I do mean jolting. It's more than just bumping: both up & down and side to side. You literally need to hang on to that handle above the window, and your arm muscles get a workout from the job.
On the way out, we got stuck just beyond the village. Fortunately, there were many travellers on the road who generally enjoy digging and strategizing when a truck gets stuck. They often get a free ride for their efforts, so it's a symbiotic relationship. Faced with the options to climb out the window, crawl over the seat, or stay put, I just hung in there, waiting for them to free us, since my door was jammed thanks to a previous trip's mudhole encounter. The truck was stuck on an angle, so I literally was *hanging* there. My seatbelt tightened, so I had to unbuckle to open the window to let Mike talk to the diggers while he tried to pull free.
Unfortunately, my seatbelt decided to stay rolled up once we were freed and began to bounce along the road again, so I just had to hang on tight. Hang on, I did. Suddenly, I found myself sliding down the seat toward the gearshift so I grabbed the handle with both hands and clung for dear life till we came to a level spot again. At that point, of course, the seatbelt decided to work again.
The road is mesmerizing. There's lush foliage on both sides to keep your attention if it could get it, but the road is so unbelievable, you keep staring at it to see what comes next. Most unexpectedly, that may be a perfectly smooth stretch, dry and rutless. On these spots, you hear a soft, rhythmic snick-snicking which at first you may take to be insects, till you realize it's the snowchains on the tires clinking as they go round and round. Drainage, Mike says, is the key to keeping the road in good shape. If the roadbed has a good crown, proper ditches, and-the other key element-is kept clear of grass, the really severe mudholes and ruts shouldn't happen. But who's gonna take responsibility to make sure that happens?
These ruts of which I speak are not like the potholes or washboard you may be imaging. They are dual tire tracks, a hundred or so metres in length, dug so deep that the high-chassised Land Cruiser 4X4 bottoms out in places. Usually, the trick is to plough through the ruts, but occasionally it's a better choice to ride the ridges above. This adds to the time it takes to traverse the road: the driver gets out and walks along the ruts to strategize his path.
Then there are stretches that are soup, what I like to call "liquid road." As long as there are no hidden rocks to knock a hole in your undercarriage or break an axle, these spots, while they look awful, are not so bad after all. Just keep moving.

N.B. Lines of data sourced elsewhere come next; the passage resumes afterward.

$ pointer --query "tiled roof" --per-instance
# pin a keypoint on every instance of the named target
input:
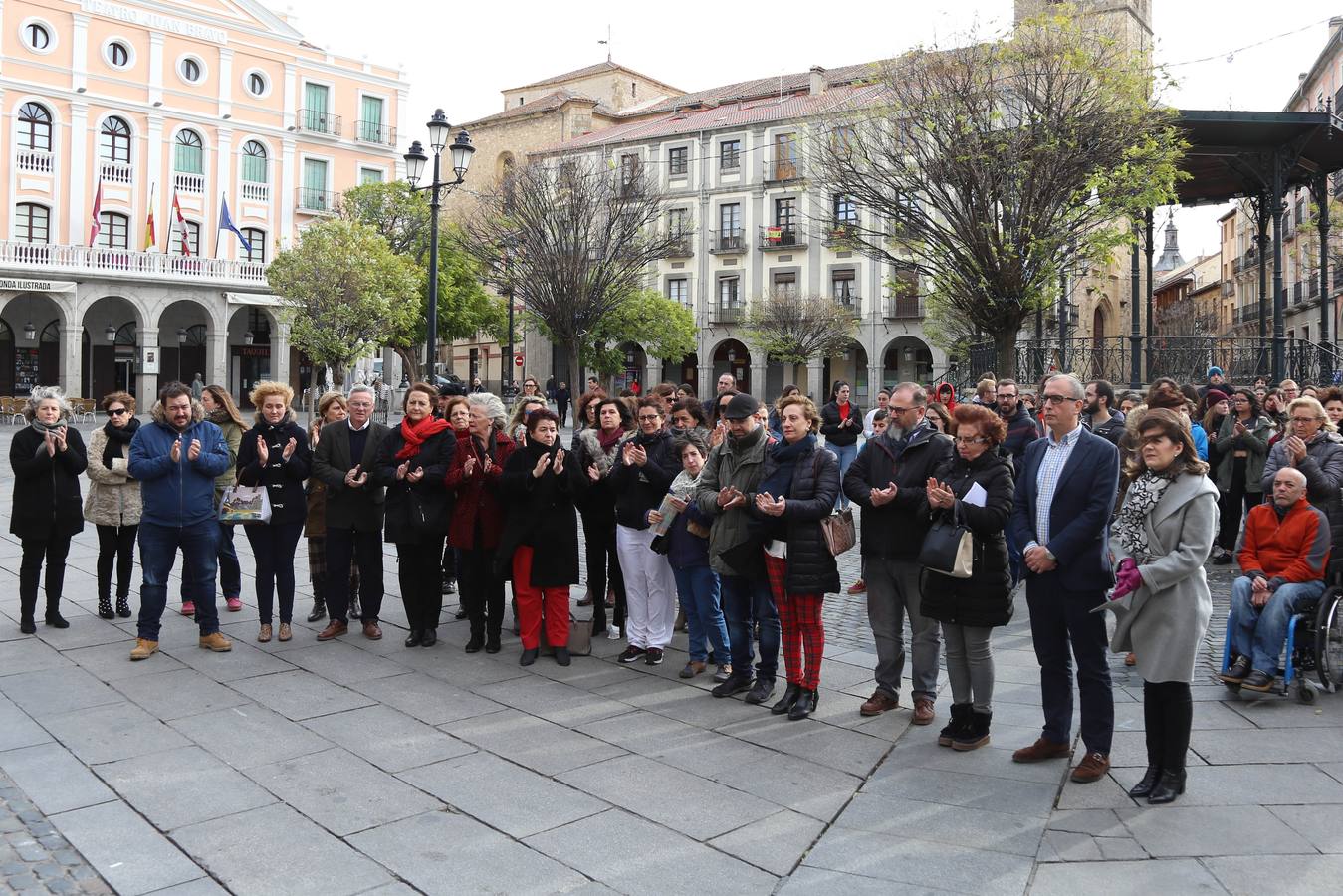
(738, 114)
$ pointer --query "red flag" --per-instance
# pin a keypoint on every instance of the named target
(181, 225)
(96, 225)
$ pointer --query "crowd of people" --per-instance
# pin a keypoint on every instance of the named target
(723, 511)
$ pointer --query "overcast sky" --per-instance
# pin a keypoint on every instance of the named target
(461, 55)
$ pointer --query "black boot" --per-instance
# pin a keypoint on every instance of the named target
(959, 718)
(974, 734)
(789, 696)
(804, 706)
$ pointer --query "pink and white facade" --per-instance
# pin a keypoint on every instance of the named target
(126, 105)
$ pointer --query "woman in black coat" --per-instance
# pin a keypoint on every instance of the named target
(796, 491)
(274, 453)
(539, 549)
(47, 458)
(412, 462)
(970, 608)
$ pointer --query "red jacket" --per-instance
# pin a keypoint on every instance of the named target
(477, 495)
(1288, 550)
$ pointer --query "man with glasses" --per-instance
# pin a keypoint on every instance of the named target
(887, 480)
(341, 460)
(1065, 492)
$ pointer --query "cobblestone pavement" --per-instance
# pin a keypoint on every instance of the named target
(358, 766)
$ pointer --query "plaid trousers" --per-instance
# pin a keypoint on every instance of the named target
(803, 634)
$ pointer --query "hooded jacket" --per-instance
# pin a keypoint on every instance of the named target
(183, 493)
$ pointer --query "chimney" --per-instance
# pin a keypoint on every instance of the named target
(818, 81)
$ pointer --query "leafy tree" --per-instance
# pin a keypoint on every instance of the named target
(465, 307)
(993, 165)
(342, 289)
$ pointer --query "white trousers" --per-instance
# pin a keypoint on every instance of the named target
(649, 588)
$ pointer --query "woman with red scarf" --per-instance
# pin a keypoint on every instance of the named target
(412, 462)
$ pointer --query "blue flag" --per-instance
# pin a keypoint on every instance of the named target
(226, 222)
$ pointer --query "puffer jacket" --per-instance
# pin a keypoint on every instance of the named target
(815, 485)
(183, 493)
(985, 598)
(284, 480)
(112, 496)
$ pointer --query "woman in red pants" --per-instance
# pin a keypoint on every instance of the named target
(540, 545)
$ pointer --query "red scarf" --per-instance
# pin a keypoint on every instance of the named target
(415, 434)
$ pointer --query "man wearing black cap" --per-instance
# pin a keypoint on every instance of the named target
(726, 491)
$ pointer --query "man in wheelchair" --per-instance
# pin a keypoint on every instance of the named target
(1282, 563)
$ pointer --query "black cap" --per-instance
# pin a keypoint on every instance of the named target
(740, 407)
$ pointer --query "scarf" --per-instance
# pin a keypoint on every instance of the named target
(115, 438)
(415, 434)
(1143, 495)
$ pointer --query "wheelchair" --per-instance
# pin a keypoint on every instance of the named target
(1313, 644)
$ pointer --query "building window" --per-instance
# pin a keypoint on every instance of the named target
(730, 154)
(114, 141)
(678, 161)
(257, 238)
(188, 153)
(191, 234)
(33, 223)
(112, 230)
(678, 291)
(34, 126)
(254, 162)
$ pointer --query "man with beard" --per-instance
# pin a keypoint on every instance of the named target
(1101, 416)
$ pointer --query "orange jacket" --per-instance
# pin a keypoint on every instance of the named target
(1292, 549)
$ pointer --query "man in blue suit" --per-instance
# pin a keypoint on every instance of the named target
(1065, 492)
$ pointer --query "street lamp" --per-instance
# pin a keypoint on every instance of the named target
(415, 161)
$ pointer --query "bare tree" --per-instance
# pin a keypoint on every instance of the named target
(570, 238)
(992, 165)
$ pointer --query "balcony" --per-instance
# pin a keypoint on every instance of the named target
(254, 192)
(315, 200)
(318, 121)
(727, 314)
(122, 262)
(781, 237)
(115, 172)
(185, 183)
(900, 308)
(375, 131)
(727, 242)
(34, 161)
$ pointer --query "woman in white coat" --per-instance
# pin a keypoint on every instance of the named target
(1161, 541)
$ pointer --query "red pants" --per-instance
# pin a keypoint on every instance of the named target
(802, 631)
(532, 603)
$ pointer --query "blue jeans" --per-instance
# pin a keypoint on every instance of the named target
(845, 454)
(704, 622)
(747, 602)
(1261, 631)
(158, 546)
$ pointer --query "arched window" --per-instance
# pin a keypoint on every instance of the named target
(188, 153)
(254, 162)
(114, 141)
(34, 126)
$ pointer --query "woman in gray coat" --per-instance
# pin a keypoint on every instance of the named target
(1161, 541)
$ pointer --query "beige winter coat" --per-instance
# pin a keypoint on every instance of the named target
(112, 496)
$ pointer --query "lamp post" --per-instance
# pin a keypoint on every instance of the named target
(415, 160)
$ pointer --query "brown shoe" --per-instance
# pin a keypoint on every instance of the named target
(878, 703)
(335, 629)
(144, 649)
(1092, 768)
(216, 642)
(1042, 750)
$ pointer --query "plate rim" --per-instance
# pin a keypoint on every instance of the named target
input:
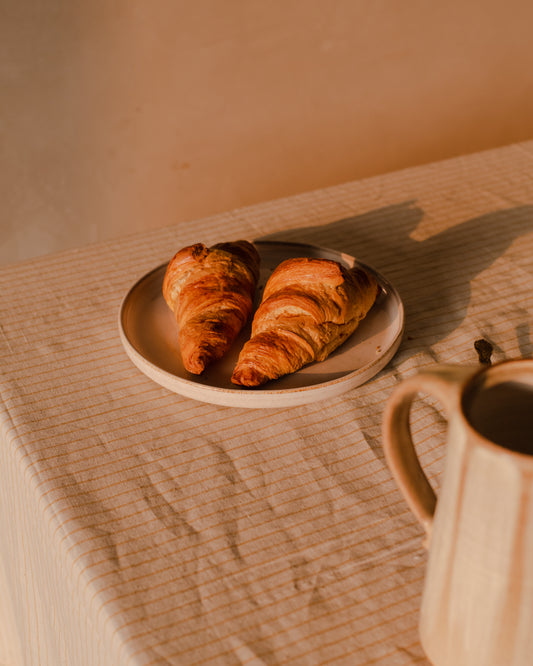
(246, 397)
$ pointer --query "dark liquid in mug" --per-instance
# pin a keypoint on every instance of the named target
(503, 414)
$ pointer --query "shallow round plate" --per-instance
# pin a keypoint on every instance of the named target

I observed, particularly on the journey back from Kumba, that as long as Mike still had one hand on the gearshift, the road didn't even seem particularly challenging yet. (This-one-handed driving-at parts where I would rather walk, carrying cargo on my back, than attempt to drive, even if equipped with three hands.) I knew it was bad when both Mike's hands gripped the wheel as we jolted, shook, groaned and strained over road that would make North American off-roaders quail.
But as long as I'm not driving, and don't have to dig..boy, I tell ya, it's FUN!